Pregnant women in South East Asia are more likely to use smokeless tobacco than non-pregnant women, despite the added risk of foetal harm during pregnancy.
The study—from the University of York—also suggests that there is no difference in smoking between pregnant women and non-pregnant women in many lower to middle income countries.(LMICs)
Researchers analysed data from 42 lower to middle income countries (LMICs) and also conducted a separate sub-group analysis for the South East Asia Region. (SEAR)
Researchers said the study is the first to report comparative estimates of tobacco use among pregnant and non-pregnant women from the 42 LMICs encompassing 80,454 pregnant and 1,230,262 non-pregnant women.
Dr. Radha Shukla from the Department of Health Sciences said: “Tobacco use among women of childbearing age, especially when pregnant, is of particular concern because of adverse pregnancy outcomes. This includes not only cigarette smoking but also the use of smokeless tobacco, which is often chewed, snuffed or applied locally in the oral cavity.
“Despite its widespread use in Asia and Africa, smokeless tobacco is not included in most studies reporting tobacco use among women of the reproductive age.”
The study says that due to the additional risk of foetal harms of tobacco use during pregnancy, it is important to report if the prevalence of tobacco use during pregnancy is lower than non-pregnant women of reproductive age.
The findings in LMICs are contrary to high income countries (HICs), where the use of tobacco is relatively low during pregnancy.

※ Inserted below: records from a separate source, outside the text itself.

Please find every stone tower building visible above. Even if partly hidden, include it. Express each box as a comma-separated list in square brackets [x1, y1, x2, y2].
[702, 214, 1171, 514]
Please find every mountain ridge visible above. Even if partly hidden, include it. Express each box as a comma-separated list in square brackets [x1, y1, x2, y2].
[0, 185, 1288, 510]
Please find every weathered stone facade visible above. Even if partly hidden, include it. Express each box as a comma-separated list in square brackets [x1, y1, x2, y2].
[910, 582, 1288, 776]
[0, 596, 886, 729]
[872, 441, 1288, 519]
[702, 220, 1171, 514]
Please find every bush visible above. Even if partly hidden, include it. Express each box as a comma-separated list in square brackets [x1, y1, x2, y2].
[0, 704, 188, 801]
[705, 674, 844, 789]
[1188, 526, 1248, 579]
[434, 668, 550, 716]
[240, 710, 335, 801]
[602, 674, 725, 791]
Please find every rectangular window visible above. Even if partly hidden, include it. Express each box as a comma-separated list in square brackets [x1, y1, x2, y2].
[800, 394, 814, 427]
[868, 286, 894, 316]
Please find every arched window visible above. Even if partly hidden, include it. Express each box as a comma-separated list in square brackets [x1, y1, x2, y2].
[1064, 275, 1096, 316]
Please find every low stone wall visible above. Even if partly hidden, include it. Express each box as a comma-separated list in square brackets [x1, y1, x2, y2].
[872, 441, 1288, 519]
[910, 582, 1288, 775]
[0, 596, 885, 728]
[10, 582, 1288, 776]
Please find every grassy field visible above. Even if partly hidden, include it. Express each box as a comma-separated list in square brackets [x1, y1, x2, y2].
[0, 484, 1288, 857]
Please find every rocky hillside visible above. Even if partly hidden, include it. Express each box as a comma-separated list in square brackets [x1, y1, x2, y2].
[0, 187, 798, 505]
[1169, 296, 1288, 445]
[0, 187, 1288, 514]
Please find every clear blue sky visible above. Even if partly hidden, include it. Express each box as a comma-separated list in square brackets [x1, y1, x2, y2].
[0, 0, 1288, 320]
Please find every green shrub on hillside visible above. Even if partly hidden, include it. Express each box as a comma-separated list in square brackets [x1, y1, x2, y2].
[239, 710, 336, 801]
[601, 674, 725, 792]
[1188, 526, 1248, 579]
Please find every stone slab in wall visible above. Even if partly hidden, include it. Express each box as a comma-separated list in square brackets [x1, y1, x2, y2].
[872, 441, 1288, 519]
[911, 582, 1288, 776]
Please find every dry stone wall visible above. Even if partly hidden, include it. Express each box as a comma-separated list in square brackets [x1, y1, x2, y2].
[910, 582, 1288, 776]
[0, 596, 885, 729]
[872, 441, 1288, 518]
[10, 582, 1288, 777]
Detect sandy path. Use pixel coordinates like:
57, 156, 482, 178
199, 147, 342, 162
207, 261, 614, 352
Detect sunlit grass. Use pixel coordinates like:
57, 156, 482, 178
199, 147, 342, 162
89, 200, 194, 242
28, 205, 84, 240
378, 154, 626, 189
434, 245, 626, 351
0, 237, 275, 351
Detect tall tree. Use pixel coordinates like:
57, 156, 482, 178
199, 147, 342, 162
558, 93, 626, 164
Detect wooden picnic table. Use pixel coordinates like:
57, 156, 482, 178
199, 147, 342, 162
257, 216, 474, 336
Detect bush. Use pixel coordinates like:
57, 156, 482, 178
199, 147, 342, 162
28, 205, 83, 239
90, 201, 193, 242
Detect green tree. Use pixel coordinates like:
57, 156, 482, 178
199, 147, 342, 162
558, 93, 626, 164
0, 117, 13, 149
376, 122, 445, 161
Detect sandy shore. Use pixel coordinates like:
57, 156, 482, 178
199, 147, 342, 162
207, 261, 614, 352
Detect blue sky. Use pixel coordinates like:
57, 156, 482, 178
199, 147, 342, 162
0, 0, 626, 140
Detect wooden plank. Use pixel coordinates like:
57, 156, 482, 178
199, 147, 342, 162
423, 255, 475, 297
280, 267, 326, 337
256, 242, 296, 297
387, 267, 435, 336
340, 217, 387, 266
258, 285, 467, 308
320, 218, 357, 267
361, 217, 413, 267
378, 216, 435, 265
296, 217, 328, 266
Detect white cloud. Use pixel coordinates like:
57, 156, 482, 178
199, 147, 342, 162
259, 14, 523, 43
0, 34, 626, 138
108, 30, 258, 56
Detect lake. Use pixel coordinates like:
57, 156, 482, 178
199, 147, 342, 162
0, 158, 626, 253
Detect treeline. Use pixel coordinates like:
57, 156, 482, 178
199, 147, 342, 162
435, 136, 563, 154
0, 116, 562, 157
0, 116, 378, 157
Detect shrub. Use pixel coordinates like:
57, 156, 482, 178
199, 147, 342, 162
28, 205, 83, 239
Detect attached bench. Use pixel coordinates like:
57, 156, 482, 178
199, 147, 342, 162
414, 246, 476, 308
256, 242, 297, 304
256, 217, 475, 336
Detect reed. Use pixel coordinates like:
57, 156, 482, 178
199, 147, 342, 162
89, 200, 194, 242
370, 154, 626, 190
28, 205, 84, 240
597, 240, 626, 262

The report concluded that although tobacco use among women in LMICs is lower than in higher HICs this may be because LMICs are earlier in the epidemic curve of tobacco use. If ignored as a public health issue and the tobacco industry continues to market its products to women, the level of tobacco use may rise as it did in HICs.
Despite low prevalence rates and with no evidence that these differ among pregnant and non-pregnant women in LMICs, the report says it was concerning as tobacco consumption in any form and amount during pregnancy is associated with poor birth outcomes.
The report says more needs to be done to raise awareness about the harms of tobacco use among women in LMICs, especially during pregnancy.
Dr. Radha Shukla added: “There is a need to develop preventive and cessation interventions to decrease tobacco use (smoking and smokeless) among women who are from low socio-economic status and less educated, as they bear the greatest burden of tobacco use.”
The paper, “Tobacco use among 1,310,716 women of reproductive age (15-49 years) in 42 low- and middle-income countries: secondary data analysis from the 2010-2016 Demographic and Health Surveys” is published in the journal, Nicotine and Tobacco Research.